На другой день с утра Анна Мироновна зашла к Рубцовым. Конечно, ее заставили позавтракать и долго расспрашивали, как Витя, что говорят врачи и неужели его невозможно перевести поближе к дому. Анна Мироновна отвечала на все вопросы, стараясь как-нибудь ненароком не подать виду, что торопится.

Потом она мучительно долго ходила из магазина в магазин, разыскивая подарок Андрюшке. На прощанье Хабаров сказал:

– Ты купи дело, а не какие-нибудь там панталончики с оборочками…

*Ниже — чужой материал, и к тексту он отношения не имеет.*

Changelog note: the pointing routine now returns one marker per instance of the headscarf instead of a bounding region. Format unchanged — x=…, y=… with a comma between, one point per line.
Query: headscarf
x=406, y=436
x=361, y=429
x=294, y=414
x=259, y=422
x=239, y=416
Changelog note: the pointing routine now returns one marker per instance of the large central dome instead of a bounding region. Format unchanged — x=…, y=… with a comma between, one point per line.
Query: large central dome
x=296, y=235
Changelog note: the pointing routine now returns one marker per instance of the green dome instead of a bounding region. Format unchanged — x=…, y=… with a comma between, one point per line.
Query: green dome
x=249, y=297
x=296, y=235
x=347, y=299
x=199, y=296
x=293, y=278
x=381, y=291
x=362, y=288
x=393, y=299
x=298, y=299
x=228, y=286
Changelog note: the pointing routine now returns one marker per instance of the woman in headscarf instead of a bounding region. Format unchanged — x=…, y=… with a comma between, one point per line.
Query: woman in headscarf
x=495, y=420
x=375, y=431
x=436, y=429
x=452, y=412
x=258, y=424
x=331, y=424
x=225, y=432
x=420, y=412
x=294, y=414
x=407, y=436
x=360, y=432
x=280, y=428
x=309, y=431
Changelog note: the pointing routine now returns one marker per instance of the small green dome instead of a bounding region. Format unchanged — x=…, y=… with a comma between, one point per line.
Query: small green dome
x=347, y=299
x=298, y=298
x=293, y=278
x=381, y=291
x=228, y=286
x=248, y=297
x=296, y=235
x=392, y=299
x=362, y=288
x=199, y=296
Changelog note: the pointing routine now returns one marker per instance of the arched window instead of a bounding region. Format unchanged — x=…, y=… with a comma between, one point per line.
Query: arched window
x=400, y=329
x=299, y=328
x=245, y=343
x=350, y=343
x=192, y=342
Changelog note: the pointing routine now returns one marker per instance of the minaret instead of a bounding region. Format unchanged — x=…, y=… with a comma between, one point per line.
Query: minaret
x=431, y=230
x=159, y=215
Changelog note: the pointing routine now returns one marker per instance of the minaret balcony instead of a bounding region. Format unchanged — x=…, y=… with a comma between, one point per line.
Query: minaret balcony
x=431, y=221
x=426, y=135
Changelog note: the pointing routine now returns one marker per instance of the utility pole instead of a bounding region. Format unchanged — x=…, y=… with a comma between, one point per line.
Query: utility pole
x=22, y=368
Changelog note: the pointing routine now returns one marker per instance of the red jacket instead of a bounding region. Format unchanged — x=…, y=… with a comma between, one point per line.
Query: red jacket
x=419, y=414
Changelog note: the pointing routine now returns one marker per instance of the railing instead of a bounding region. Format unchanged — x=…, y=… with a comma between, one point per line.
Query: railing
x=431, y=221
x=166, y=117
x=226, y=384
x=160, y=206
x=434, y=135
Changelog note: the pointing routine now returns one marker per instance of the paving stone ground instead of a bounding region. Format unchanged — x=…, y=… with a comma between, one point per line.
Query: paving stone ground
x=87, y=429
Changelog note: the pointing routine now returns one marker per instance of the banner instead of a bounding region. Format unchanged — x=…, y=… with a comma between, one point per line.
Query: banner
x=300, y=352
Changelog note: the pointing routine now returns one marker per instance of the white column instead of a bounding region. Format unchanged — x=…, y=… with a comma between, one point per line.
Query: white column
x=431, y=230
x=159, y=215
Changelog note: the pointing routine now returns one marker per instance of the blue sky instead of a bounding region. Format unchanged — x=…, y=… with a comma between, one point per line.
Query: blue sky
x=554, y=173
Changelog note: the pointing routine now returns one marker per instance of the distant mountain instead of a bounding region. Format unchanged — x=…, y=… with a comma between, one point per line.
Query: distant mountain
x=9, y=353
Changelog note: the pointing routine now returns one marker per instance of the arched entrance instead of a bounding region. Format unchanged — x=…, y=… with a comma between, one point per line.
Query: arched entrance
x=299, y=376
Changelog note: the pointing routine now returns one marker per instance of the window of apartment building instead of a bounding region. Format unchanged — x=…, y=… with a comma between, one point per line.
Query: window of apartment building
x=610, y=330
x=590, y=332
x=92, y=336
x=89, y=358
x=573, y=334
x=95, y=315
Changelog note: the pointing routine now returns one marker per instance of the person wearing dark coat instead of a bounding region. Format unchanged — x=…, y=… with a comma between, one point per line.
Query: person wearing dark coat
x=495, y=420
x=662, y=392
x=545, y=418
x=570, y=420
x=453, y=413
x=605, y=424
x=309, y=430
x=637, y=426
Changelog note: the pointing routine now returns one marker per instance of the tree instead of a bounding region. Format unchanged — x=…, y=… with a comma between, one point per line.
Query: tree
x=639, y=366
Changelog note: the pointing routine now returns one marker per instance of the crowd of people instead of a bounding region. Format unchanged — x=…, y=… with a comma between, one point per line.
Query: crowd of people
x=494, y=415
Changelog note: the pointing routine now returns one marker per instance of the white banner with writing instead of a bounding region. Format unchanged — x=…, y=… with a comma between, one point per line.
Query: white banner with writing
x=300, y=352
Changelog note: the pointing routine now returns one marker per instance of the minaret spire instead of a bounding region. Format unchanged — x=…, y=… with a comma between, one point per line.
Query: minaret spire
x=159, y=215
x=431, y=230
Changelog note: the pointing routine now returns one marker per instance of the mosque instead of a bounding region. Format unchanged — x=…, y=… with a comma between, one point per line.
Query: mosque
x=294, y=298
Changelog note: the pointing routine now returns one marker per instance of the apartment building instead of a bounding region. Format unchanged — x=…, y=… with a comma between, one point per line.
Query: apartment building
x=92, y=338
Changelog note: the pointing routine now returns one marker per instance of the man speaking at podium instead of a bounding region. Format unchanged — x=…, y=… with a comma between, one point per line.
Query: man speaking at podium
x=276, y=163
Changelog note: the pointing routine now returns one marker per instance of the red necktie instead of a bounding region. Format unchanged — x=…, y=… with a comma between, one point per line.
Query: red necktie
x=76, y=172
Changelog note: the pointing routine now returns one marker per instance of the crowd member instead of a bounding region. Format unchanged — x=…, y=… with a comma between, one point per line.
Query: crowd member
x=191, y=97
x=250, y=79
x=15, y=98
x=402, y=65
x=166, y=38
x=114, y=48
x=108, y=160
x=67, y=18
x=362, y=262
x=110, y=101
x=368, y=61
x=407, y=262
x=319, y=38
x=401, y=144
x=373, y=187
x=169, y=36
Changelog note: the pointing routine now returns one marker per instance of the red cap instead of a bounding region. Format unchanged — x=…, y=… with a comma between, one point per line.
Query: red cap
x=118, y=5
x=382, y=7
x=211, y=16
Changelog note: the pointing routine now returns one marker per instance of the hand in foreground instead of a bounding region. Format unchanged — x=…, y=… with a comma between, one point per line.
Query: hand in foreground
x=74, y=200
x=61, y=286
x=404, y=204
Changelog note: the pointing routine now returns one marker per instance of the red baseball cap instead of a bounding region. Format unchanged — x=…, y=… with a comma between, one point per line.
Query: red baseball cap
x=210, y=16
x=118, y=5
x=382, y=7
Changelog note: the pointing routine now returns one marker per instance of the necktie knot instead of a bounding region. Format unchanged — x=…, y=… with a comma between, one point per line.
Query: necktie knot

Дело? В представлении Хабарова это был, вероятно, набор слесарного инструмента или какой-нибудь электрический прибор для выпиливания, в крайнем случае – для выжигания. Все эти дельные вещи в магазинах имелись, но Анна Мироновна никак не решалась выбрать что-то определенное. Слесарный инструмент казался ей грубым и большим, а электрические приборы вызывали опасения – как бы не дернуло Андрюшку током, маленький ведь еще… В конце концов она решила купить пальто. Пальто, если и не "дело" в Витином понимании, то, безусловно, вещь полезная, а не просто игрушка, которой Андрейка позабавляется день и бросит. Но такое пальто, как ей хотелось, сначала не попадалось, а потом она вдруг засомневалась в размере… Словом, на покупку подарка ушел весь день двадцать четвертого.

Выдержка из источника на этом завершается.